To configure on host level, modify the LSB_CONFDIR/cluster_name/configdirlsb.hosts file. The syntax is straightforward:
FAIRSHARE=USER_SHARES[[user_or_group, number_shares]…]
More information on the FAIRSHARE= parameter can be found at:
https://www.ibm.com/support/knowledgecenter/SSWRJV_10.1.0/lsf_admin/live_reconfig_fairshare.html
Be sure to specify a few shares with default or others for the user_or_group. Otherwise only the individuals and group specifically mentioned will be able to use the host or queue.
The number of shares that are assigned to each user is only meaningful when you compare it to the shares assigned to other users or to the total number of shares. The total number of shares is just the sum of all the shares that are assigned in each share assignment. The sum can add up to any number. I prefer to have the shares add up to a hundred, just to make it easy to see to it as a percentage. When a group has 20 shares and sum of shares adds to a hundred, you can quickly tell that the group has 20% of the shares.

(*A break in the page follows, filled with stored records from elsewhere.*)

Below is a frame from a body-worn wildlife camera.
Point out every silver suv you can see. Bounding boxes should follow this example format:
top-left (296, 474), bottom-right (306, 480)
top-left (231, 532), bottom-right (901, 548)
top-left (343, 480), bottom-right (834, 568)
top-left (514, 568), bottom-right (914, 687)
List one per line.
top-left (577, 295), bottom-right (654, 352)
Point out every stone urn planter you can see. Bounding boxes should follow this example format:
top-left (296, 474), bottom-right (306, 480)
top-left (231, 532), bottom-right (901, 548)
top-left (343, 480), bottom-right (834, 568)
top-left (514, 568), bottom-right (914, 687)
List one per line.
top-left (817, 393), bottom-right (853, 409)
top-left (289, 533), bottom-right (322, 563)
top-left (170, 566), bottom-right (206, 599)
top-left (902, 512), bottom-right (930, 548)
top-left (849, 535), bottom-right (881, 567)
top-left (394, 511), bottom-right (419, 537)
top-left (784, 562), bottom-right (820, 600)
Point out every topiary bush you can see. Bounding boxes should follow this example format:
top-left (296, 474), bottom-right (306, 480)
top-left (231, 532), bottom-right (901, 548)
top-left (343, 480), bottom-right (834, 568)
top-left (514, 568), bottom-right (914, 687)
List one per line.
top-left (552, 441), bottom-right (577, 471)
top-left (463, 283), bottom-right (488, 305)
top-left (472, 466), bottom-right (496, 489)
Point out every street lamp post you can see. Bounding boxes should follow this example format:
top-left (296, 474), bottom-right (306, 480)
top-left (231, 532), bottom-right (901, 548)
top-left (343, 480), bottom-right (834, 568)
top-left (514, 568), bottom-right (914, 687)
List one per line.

After making the changes to the configuration, be sure to either run badmin reconfig or badmin mdbrestart for the changes to take effect.
Conclusion
Computing resources continue to get cheaper and more powerful but that doesn’t mean you can ignore efficient usage. Understanding how to use tools like Fairshare ensures that critical business needs are able to get the proper processing, and priority, they need and because your computing resources are being used more efficiently, the need to upgrade will be father down the road.